The “reinventing” of the American Jewish experience is now under way, as we approach the 21st century. This transformation is so profound as to not only require us to deploy a new corporate language about community, but also to confront new ways of thinking about and acting out the concepts of affiliation and participation.

The intellectual framework associated with these structural and social transitions come to us from two schools of writers, including, among the first group, Alvin Toffler, “Power Shifts”; Peter F. Drucker “The New Realities”; and Thomas J. Peters and Robert H. Waterman, Jr. “In Search of Excellence.”

Each of us is rapidly being made aware, form this cadre of authors, of the meaning of these external sets of changes that touch all phases of how we live, how we receive and digest information, and how our institutions, global as well as communal, are being challenged to compete.

Within the second group, we have been introduced to a cadre of Jewish academic and communal spokespersons, including Gary Tobin of Brandeis University, Steven Bayme of American Jewish Committee, social Steven Cohen, Jonathan Woocher of Jewish Education Service of North America, and Barry Schrage of the Boston Jewish federation.

The debate surrounding the implications of economic, demographic and social change gives rise to a different set of expectations about the Jewish future and the types of functions and organizational forms that will be required.

As part of this discourse, there emerges a new vision regarding the type of Jewish enterprise that will be required to serve this evolving community. Five principle ingredients are built into this equation:

Strategic Thinking: The capacity of Jewish communal institutions to clearly define their visions and their goals.

Marketing: The ability to “sell” institution’s messages to its various “publics” through the development of communications plan.
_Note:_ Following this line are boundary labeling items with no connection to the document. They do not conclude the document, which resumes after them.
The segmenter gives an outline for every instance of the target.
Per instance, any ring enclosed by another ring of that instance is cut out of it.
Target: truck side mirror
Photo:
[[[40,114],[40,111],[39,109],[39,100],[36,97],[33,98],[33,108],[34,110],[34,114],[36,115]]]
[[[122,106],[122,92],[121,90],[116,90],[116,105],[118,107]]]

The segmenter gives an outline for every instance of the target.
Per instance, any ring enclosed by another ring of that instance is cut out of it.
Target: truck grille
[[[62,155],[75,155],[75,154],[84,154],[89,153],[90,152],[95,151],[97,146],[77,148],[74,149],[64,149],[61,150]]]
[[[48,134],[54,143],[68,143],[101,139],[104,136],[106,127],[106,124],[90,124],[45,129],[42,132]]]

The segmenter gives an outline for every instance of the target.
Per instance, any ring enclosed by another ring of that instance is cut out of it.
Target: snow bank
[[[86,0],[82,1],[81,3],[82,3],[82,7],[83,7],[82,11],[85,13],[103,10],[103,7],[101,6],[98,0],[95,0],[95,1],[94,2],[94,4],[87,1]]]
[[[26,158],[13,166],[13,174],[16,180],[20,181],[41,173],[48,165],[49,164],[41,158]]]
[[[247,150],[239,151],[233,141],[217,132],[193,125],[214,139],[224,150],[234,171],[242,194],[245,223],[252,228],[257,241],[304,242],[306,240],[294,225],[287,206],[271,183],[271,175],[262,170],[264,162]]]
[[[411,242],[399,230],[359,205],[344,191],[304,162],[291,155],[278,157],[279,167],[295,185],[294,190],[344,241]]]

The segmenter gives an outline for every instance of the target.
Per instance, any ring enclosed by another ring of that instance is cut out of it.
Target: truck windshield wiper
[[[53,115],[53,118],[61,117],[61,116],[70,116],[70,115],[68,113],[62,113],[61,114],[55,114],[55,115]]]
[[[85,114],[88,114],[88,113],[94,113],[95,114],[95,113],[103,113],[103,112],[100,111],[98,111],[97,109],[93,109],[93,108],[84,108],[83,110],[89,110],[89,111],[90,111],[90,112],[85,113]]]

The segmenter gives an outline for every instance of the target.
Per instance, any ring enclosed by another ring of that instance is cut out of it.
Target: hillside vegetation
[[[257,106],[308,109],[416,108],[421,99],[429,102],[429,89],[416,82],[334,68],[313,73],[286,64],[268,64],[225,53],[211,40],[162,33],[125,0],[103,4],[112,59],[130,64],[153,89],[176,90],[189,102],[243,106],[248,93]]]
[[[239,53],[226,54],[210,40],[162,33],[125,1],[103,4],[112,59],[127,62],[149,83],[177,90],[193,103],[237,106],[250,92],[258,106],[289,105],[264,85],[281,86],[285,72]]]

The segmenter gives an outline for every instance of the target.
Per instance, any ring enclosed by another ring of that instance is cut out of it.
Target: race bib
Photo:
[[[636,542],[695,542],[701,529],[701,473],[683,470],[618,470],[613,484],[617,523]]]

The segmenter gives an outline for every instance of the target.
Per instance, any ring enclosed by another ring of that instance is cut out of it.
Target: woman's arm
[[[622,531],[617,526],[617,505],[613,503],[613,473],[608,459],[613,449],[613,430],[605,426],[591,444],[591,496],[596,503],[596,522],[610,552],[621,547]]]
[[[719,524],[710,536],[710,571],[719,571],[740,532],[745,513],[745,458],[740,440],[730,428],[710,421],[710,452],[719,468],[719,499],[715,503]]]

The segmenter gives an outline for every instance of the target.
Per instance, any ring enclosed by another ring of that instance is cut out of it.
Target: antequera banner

Innovative Sales and Services: The willingness of institutions to develop, produce and market efficiently its products and services in order to meet the desired needs of its constituencies and, in the process, to create new streams of revenue.

Leadership-Making: The conscious act of recruiting and training new cadres of committed corporate leader-types who understand this culture of transformation.

Research and Development: The necessity of establishing an “R and D” function as an integral part of an organization’s management plan.

In the process of recreating the Jewish community, we will be “remaking” Jews, as well. Throughout our past, we as Jews would ask, “How do we fulfill mitzvot?” Tomorrow’s generations will be posing the questions of “why by Jewish?”

This idea of selecting Judaism connotes a different set of assumptions linked to consumerism, the ability of individuals to be able to choose among institutions regardless of past loyalties or family traditions, and commitment, the belief that individuals and groups can reshape and redefine for themselves ideological concepts and institutional demands to meet their particular cultural or spiritual search.

As American, and especially as Jews, we will need to maintain and establish in this new age “places” where our community can build sanctuaries of security. The act of “giving” thanks ultimately is an expression of confirming that individuals, their communities and their societies have a sense of confidence in the world that they have helped to construct. As we engage in the process of recreating the American Jewish experience for the 21st century, the measure of “contentment,” of feeling secure and functioning efficiently, will ultimately be the benchmark of our collective success.